I grab my phone and do what I always do when I need to feel worse about myself: I scroll through social media.

There’s a post from the local beat reporter about trade rumors, something about a nineteen-year-old “generational talent” who’s apparently “a young Liam LeClerc.” The words hit like a slapshot to the gut.

I’m twenty-eight, which apparently means I’m already old enough to be someone’s baseline for comparison.

The phrase “young Liam LeClerc” causes me to simmer and grow hot inside.

What does that make me? The broken one? The cautionary tale?

That’s when Rocky, the Sentinels’ PR rep, barrels into the room like a bear that learned to wear khakis.

Heavyset and broad through the chest, his shirt straining at the buttons, he’s got the kind of presence that makes a room feel more crowded just by existing in it.

His beard is thick and unbothered, like he should be chopping wood instead of wrangling hockey players.

“LeClerc!” he shouts because Rocky only has one volume setting since he mainlines espresso all day.

“I need you for an event.” Rocky’s job is basically to make sure the players show up for obligations but don’t embarrass ourselves or the organization in public.

He’s powered by deadlines and caffeine, and he’s looking at me like I’m a problem he needs to solve. “So whaddya think?” he shouts.

“Not interested.”

“You don’t even know what it is.”

“I don’t care what it is,” I say, finally meeting his eyes. Rocky’s expression suggests he’s not particularly impressed with my attitude, which is fair, because neither am I.

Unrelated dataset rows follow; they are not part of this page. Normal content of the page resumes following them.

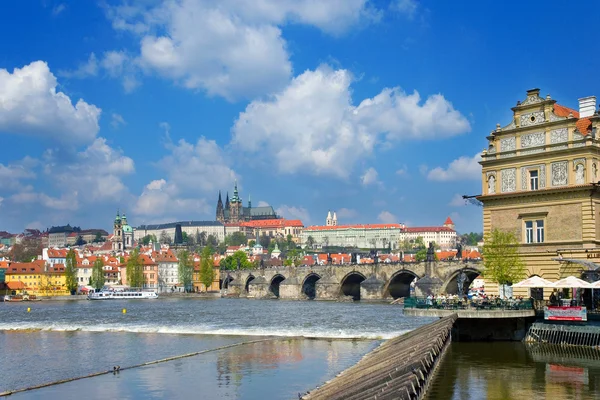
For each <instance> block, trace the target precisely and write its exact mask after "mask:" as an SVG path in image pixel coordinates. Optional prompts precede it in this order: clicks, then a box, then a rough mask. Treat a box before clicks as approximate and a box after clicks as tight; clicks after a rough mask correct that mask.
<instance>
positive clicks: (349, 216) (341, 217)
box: [336, 208, 358, 219]
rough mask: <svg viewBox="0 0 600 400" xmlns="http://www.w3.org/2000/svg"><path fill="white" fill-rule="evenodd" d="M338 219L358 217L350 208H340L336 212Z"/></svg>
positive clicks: (350, 208)
mask: <svg viewBox="0 0 600 400" xmlns="http://www.w3.org/2000/svg"><path fill="white" fill-rule="evenodd" d="M336 213H337V217H338V219H340V218H343V219H352V218H355V217H356V216H358V212H357V211H356V210H353V209H351V208H340V209H339V210H337V211H336Z"/></svg>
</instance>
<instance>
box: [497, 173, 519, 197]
mask: <svg viewBox="0 0 600 400" xmlns="http://www.w3.org/2000/svg"><path fill="white" fill-rule="evenodd" d="M500 172H501V174H502V193H506V192H514V191H516V190H517V169H516V168H507V169H503V170H502V171H500Z"/></svg>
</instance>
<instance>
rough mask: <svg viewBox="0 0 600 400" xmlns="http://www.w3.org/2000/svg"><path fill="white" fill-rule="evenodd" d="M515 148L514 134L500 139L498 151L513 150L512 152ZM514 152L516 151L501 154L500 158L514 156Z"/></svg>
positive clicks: (516, 142) (511, 150)
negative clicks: (499, 144) (504, 137)
mask: <svg viewBox="0 0 600 400" xmlns="http://www.w3.org/2000/svg"><path fill="white" fill-rule="evenodd" d="M516 149H517V138H516V136H512V137H508V138H504V139H500V151H501V152H506V151H513V152H514V151H515V150H516ZM515 154H516V152H515V153H509V154H501V155H500V158H503V157H510V156H514V155H515Z"/></svg>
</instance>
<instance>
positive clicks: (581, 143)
mask: <svg viewBox="0 0 600 400" xmlns="http://www.w3.org/2000/svg"><path fill="white" fill-rule="evenodd" d="M573 142H574V143H573V147H583V146H585V143H583V135H582V134H581V133H579V132H577V131H575V132H573Z"/></svg>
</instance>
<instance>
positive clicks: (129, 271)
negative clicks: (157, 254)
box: [127, 248, 146, 288]
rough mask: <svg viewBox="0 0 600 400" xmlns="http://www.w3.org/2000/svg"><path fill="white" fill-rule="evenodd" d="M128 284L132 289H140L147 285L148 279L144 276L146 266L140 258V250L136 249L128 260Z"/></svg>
mask: <svg viewBox="0 0 600 400" xmlns="http://www.w3.org/2000/svg"><path fill="white" fill-rule="evenodd" d="M127 283H129V286H130V287H136V288H140V287H143V286H144V283H146V277H145V276H144V265H143V264H142V259H141V257H140V251H139V249H137V248H136V249H134V250H133V251H132V252H131V254H129V259H128V260H127Z"/></svg>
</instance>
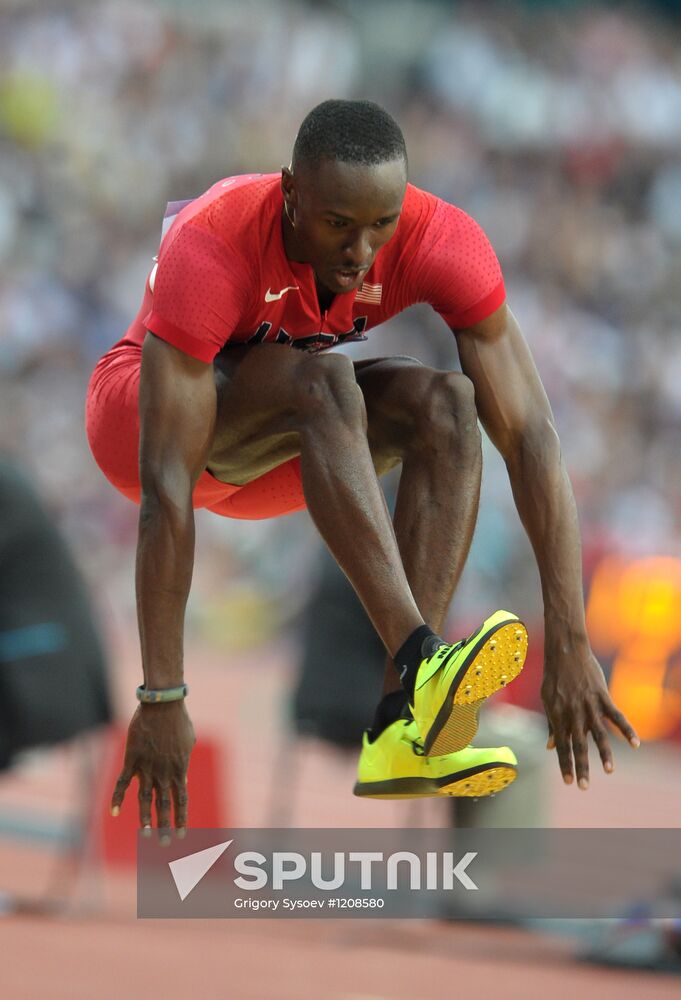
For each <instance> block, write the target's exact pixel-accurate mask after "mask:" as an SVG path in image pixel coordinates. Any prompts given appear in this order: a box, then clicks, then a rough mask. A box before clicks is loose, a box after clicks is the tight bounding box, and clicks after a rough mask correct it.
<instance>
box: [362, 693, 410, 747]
mask: <svg viewBox="0 0 681 1000" xmlns="http://www.w3.org/2000/svg"><path fill="white" fill-rule="evenodd" d="M406 706H407V692H406V691H404V690H403V689H402V688H398V690H397V691H390V692H389V694H384V695H383V697H382V698H381V700H380V701H379V703H378V705H377V706H376V712H375V714H374V721H373V722H372V723H371V729H370V731H369V739H370V741H371V742H372V743H373V741H374V740H375V739H376V737H377V736H380V735H381V733H382V732H383V730H384V729H387V728H388V726H390V725H391V724H392V723H393V722H397V720H398V719H399V718H400V716H401V715H402V712H403V711H404V709H405V708H406Z"/></svg>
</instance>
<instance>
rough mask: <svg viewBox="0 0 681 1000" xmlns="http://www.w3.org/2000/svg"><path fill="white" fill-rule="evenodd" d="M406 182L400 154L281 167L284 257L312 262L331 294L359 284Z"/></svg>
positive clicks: (344, 289) (322, 280) (381, 238)
mask: <svg viewBox="0 0 681 1000" xmlns="http://www.w3.org/2000/svg"><path fill="white" fill-rule="evenodd" d="M406 185H407V170H406V164H405V162H404V160H402V159H399V160H389V161H387V162H386V163H381V164H379V165H378V166H373V167H367V166H360V165H358V164H354V163H343V162H338V161H335V160H323V161H322V162H321V164H319V165H318V166H316V167H314V169H313V168H311V167H298V168H297V169H296V172H295V175H294V174H292V173H291V172H290V171H289V170H286V169H284V170H283V171H282V190H283V192H284V199H285V202H286V208H287V213H286V215H285V218H284V240H285V246H286V252H287V254H288V256H289V258H290V259H291V260H297V261H305V262H306V263H308V264H311V265H312V268H313V270H314V272H315V275H316V277H317V281H318V283H319V284H321V285H322V286H323V287H324V288H326V289H328V290H329V291H330V292H333V293H334V294H335V295H339V294H342V293H343V292H351V291H353V289H355V288H359V286H360V285H361V284H362V280H363V279H364V276H365V274H366V273H367V271H368V270H369V268H370V267H371V265H372V264H373V262H374V258H375V256H376V254H377V253H378V251H379V250H380V249H381V247H382V246H385V244H386V243H387V242H388V240H389V239H390V237H391V236H392V235H393V234H394V232H395V230H396V228H397V222H398V219H399V216H400V212H401V210H402V202H403V200H404V193H405V190H406ZM291 220H292V221H293V225H291Z"/></svg>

“It’s at Lincoln Center,” he barrels on, steamrolling right past my lack of enthusiasm. “Swan Lake performance—big deal, lots of cameras. You show up, wave, flash some teeth—real ones ideally, remind the world you’re not dead inside. Good for the team, good for you.”

Now I’m looking at him. “Ballet? You think anyone’s going to buy that I belong at a ballet? Come on, Rocky.”

He crosses his arms, and I can practically see the lecture forming behind his eyes. “I think people still care about you,” he says. His voice has an edge that cuts through my defenses. “And this is a chance to remind them why.”

The words land harder than they should. People caring about me feels like a foreign concept these days. I’ve been invisible for so long that I’m not sure I remember how to be seen.

“I’m not doing it,” I say, standing and grabbing my bag. “I’ve got enough to worry about without being paraded around as some feel-good story.”

Rocky gives me a look that suggests he can see straight through me. “Suit yourself,” he says finally. “But don’t forget: being invisible is a choice. If you’re okay with that, then I’ve got nothing else to say.”

He turns and walks out, leaving me alone with his words echoing in the empty training room.

Being invisible is a choice.

The thing is, Rocky’s right. I have been choosing to disappear, to fade into the background noise of my own life. It started as self-preservation—if you don’t try, you can’t fail—but somewhere along the way, it became something else. A habit. A comfort zone made of doubt and low expectations.

I sink back into my chair, staring at the spot where Rocky had been standing.

Outside the room, I can hear my teammates moving, bustling, continuing to be a team without me.

The noise from the crowd at last night’s game replays in my head.